Um Unterschied hierzu bieten die Banken auch Tilgungskredite an. Bei diesen Krediten sind Zins- und Tilgungszahlungen unterschiedlich. Oftmals werden die Zinsen monatlich, die Tilgung jedoch nur quartalsweise oder gar nur halbjährlich bezahlt. Vorteilhaft ist hierbei, dass sich die monatliche Belastung mit zunehmender Tilgung reduziert, da sich auch die Zinsbelastung verringert.

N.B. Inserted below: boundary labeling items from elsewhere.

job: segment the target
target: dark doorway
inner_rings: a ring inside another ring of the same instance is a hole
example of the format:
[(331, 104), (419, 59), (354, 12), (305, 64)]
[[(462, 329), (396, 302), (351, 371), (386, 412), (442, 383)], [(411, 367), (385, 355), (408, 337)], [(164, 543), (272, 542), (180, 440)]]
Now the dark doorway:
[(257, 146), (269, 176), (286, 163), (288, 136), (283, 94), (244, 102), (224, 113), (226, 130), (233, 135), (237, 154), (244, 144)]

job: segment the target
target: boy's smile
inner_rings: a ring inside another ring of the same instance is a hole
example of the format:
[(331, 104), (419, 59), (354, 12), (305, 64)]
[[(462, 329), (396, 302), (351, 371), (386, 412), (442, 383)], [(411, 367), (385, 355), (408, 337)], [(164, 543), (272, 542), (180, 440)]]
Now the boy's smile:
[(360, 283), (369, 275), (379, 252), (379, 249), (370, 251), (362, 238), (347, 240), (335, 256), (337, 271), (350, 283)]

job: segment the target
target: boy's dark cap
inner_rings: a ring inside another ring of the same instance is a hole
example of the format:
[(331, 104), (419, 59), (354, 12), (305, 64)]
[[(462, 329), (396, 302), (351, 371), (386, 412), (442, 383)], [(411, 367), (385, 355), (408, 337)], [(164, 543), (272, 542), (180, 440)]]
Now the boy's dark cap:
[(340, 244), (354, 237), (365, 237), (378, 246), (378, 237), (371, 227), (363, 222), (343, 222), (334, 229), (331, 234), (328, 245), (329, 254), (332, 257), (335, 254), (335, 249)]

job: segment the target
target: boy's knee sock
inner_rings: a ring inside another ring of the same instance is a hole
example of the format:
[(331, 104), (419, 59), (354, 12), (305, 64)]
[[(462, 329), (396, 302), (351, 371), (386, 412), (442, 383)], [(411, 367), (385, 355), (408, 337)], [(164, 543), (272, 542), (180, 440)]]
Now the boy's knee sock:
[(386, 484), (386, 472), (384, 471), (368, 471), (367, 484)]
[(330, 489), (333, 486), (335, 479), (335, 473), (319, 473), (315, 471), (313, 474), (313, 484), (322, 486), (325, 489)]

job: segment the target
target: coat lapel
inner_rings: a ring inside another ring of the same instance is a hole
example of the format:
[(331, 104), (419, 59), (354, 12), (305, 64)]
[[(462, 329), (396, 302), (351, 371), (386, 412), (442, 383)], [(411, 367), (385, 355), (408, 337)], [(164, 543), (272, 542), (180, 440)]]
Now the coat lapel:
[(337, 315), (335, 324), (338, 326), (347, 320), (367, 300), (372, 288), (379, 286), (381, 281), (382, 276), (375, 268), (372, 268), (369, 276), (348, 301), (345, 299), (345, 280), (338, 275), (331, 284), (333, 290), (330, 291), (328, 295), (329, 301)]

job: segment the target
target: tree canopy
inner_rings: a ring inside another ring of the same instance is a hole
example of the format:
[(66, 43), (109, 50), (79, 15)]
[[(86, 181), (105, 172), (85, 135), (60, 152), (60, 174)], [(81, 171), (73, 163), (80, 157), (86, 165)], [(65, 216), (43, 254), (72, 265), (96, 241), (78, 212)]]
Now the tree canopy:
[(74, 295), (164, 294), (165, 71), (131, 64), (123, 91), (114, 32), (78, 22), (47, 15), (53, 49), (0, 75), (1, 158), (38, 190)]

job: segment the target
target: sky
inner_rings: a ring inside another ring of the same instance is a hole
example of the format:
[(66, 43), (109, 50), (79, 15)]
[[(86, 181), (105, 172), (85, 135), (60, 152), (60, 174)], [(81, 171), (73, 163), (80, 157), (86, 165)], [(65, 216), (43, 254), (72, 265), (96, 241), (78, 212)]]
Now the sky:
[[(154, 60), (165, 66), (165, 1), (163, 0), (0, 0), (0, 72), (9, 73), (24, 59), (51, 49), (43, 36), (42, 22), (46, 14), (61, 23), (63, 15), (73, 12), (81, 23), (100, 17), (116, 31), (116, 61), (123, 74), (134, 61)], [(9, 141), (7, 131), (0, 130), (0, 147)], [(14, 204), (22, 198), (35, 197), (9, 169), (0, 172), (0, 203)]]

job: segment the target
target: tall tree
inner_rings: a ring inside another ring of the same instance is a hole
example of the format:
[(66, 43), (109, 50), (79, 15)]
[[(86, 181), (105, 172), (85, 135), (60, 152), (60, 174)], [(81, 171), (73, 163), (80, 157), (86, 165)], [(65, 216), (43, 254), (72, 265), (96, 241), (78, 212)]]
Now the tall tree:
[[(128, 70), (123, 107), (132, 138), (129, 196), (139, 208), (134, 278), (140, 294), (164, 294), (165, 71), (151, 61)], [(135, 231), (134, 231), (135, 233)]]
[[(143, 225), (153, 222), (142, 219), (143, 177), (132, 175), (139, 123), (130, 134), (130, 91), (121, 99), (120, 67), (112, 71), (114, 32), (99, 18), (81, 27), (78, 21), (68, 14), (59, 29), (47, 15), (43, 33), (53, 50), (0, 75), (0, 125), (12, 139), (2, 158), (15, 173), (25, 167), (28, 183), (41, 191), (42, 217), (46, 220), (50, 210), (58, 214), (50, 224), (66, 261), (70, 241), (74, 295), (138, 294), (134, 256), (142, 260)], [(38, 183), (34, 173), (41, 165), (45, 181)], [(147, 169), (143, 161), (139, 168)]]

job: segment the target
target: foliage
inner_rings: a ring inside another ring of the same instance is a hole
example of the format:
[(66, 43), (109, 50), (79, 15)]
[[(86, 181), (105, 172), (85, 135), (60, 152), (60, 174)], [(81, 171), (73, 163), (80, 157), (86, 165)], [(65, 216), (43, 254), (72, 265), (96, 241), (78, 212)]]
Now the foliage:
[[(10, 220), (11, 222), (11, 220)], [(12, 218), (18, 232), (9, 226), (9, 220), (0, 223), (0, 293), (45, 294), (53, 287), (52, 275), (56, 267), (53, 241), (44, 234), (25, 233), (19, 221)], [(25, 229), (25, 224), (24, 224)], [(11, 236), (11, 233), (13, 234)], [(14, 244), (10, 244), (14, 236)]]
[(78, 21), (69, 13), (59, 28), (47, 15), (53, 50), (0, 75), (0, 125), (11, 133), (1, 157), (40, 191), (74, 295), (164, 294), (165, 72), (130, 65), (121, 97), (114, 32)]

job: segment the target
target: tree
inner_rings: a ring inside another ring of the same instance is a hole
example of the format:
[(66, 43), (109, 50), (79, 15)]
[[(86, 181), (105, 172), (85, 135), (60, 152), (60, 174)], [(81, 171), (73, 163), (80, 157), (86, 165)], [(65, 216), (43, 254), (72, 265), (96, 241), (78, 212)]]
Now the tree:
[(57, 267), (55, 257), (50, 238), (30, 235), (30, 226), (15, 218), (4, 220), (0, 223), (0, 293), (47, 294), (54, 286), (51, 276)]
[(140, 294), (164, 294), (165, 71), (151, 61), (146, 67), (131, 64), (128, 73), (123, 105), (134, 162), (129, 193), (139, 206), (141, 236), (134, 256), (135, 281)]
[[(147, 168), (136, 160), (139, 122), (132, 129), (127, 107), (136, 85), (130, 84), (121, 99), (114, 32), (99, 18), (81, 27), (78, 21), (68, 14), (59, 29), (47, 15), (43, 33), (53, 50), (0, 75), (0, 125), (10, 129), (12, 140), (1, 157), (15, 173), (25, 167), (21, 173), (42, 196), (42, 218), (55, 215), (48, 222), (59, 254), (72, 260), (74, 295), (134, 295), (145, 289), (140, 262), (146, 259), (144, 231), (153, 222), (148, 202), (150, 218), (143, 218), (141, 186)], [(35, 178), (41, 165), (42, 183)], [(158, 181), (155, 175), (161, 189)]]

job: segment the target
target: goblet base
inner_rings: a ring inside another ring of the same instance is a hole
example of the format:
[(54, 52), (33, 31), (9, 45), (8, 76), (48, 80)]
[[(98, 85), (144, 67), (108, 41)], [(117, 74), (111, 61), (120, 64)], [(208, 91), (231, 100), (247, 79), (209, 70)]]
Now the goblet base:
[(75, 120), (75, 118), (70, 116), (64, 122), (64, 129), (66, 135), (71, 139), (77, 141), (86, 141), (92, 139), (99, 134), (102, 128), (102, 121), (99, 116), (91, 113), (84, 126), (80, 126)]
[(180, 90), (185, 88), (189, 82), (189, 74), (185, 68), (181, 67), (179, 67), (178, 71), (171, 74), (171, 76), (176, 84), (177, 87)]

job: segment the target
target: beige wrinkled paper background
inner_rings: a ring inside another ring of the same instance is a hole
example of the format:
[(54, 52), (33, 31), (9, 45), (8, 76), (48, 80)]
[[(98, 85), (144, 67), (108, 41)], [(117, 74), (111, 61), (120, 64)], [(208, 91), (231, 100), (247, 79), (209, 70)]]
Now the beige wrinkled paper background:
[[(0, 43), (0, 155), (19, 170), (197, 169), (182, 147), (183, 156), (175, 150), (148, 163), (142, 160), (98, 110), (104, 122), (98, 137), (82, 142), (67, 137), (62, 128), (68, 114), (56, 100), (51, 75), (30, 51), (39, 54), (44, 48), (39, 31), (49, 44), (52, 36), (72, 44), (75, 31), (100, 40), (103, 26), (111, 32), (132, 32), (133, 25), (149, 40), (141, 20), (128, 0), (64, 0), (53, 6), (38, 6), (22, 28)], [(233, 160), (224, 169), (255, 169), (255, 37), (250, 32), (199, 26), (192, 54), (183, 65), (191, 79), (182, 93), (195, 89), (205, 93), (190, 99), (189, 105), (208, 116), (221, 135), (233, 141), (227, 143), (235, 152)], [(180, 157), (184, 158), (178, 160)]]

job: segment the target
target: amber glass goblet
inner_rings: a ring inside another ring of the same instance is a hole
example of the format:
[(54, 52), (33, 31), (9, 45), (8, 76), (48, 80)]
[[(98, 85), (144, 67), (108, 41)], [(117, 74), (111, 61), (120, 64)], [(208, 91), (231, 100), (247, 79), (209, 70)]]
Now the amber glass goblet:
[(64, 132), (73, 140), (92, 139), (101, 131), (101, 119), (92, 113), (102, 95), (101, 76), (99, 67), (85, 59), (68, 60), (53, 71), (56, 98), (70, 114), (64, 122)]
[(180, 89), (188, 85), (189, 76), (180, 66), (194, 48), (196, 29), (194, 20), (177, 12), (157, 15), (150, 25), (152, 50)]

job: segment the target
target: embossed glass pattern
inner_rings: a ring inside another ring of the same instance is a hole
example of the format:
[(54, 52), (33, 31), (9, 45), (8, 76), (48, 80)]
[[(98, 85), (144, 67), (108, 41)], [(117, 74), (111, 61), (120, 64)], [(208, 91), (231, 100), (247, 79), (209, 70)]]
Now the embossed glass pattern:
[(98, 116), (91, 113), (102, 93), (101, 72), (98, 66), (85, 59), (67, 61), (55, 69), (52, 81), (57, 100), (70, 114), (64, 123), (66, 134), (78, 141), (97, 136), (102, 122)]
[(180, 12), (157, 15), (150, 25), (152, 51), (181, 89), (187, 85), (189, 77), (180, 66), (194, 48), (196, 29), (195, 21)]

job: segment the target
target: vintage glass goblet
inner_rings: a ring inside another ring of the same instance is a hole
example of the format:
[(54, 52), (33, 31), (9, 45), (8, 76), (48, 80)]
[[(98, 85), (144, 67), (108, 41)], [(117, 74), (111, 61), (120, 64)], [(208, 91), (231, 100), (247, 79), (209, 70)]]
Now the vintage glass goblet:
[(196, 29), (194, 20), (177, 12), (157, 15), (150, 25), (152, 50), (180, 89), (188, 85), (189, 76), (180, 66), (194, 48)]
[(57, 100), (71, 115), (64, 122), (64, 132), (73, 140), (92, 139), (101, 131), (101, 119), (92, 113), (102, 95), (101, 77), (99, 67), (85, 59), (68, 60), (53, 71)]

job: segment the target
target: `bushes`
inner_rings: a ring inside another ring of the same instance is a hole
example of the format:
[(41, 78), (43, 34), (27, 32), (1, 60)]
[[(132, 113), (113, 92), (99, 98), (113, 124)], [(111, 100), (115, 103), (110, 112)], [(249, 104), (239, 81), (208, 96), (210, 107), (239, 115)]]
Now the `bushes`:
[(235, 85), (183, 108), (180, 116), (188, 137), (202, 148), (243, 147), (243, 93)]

Eine weitere Möglichkeit der Immobilienfinanzierung ist das endfällige Darlehen. Bei dieser Darlehensvariante werden während der Kreditlaufzeit lediglich die Zinsen bezahlt, die Tilgung erfolgt am Ende der Laufzeit in einer Summe. Als Tilgungsersatz wird hier beispielsweise eine Lebensversicherung oder ein Bausparvertrag angespart, die dann zur Tilgung herangezogen werden. Der Bausparvertrag hat dabei die Möglichkeit, das günstige Bauspardarlehen, ebenfalls zur Immobilienfinanzierung, zu nutzen.
Die Sicherheiten
Für einen Immobilienkredit werden in der Regel Grundschulden als Sicherheiten herangezogen. Diese werden ins Grundbuch eingetragen und ermöglichen der Bank, das Haus im Rahmen einer Zwangsversteigerung zu veräußern, sollten die Kreditraten vom Kreditnehmer nicht mehr bezahlt werden können.
Die Kosten der Grundschuldeintragung übernimmt immer der Kreditnehmer selbst.